In studying the health impacts of environmental exposures, unique challenges arise based on the structure of the data, such as high dimensionality and/or multi-level structures. For instance, when investigating environmental impacts on epigenetic markers, outcome data obtained from sequencing are often high-dimensional. Additionally, most environmental health data are necessarily observational, and observational data collected from various sources are often clustered, creating a multi-level structure, and are affected by confounding. In this dissertation, we propose statistical methods to tackle these challenges, and we apply the methods to investigate environmental health impacts, both at the genetic level and the population level, in vulnerable populations.

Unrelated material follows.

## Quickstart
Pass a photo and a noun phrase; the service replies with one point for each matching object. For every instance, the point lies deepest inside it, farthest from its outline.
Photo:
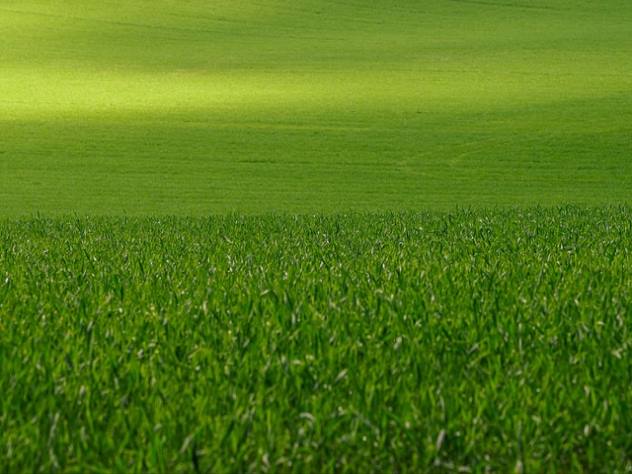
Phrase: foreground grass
(464, 341)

In Chapter 1, we develop a novel clustering-based multivariate analytic approach to test for associations between multi-pollutant mixtures and high-dimensional epigenetic outcomes, called \texttt{AclustsCCA}. The multiple pollutants in environmental mixtures are often highly correlated due to common emission sources, and high-dimensional epigenetic outcomes are often highly correlated possibly due to common functionalities. We propose to cluster high-dimensional outcome data to reduce dimension and to combine information across outcomes. Then, we implement a powerful multivariate analysis method for each cluster to assess joint associations between multiple exposures and outcomes in a cluster. We apply AclustsCCA to assess associations between exposure to multiple components of fine particulate matter (PM$_{2.5}$) and DNA methylation, a common epigenetic marker, in newborns from Project Viva which is a prospective pre-birth cohort study conducted in Massachusetts, USA.

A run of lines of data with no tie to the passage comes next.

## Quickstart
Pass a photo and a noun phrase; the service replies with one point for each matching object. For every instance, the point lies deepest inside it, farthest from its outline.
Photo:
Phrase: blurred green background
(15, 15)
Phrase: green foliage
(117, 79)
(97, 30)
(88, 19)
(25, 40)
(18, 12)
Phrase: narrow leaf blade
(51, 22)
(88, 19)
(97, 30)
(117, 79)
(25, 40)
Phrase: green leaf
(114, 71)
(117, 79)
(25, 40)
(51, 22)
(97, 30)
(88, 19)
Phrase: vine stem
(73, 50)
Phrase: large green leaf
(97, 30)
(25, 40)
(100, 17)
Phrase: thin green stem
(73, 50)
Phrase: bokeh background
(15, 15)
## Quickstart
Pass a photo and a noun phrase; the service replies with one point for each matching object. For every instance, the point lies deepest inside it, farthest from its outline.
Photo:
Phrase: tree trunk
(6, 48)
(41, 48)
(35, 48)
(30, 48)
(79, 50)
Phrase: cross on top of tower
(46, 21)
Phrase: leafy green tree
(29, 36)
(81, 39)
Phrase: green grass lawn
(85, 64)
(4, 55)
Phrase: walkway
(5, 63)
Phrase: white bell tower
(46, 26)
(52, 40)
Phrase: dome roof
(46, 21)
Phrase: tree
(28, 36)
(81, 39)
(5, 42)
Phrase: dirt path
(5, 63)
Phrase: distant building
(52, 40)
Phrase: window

In Chapter 2, motivated by studies of the effects of PM$_{2.5}$ on low-income children in the Medicaid program, we turn to methods for investigating the impacts of environmental exposures at the population level. Here, we introduce a new matching function to estimate a causal exposure-response function (ERF), adjusted for confounding, in multi-level data. To encourage matching within similar clusters and thereby account for possible unmeasured cluster-level confounding, we propose a cluster adjusted generalized propensity score (\texttt{cluster-GPS}) that identifies matched units based on both the units' generalized propensity score values and cluster similarity. In simulation studies, we show the proposed method outperforms existing classic causal inference approaches in terms of reducing bias and mean-squared-error in multi-level data with unmeasured cluster-level confounders. We apply the proposed method to estimate the causal ERF between long-term PM$_{2.5}$ exposure and respiratory hospitalization among low-income children in Medicaid during the period 2000-2012.

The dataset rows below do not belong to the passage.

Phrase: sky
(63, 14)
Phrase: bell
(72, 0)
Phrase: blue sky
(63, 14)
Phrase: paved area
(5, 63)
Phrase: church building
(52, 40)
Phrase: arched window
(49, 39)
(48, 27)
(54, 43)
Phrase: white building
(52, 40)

In Chapter 3, we tackle the challenges confronted when seeking to pool cluster-level ERFs from multi-level data to obtain a population-level ERF when the raw data from each cluster are not available. To do so, we introduce a cluster-weighted estimator, called \texttt{Pooled-ERF}, which first obtains cluster-level ERFs separately, and then weights cluster-level ERFs based on inverse probability weights at each exposure level to estimate a population-level ERF adjusted for both within- and across-cluster confounding. In simulation studies, we show the performance of \texttt{Pooled-IPW} is comparable to existing classic causal population-level ERF estimation approaches when the full raw data are available. We apply pooled-ERF to estimate the causal ERF between long-term PM$_{2.5}$ exposure and all-cause mortality among older adults in Medicare during the period 2000-2016.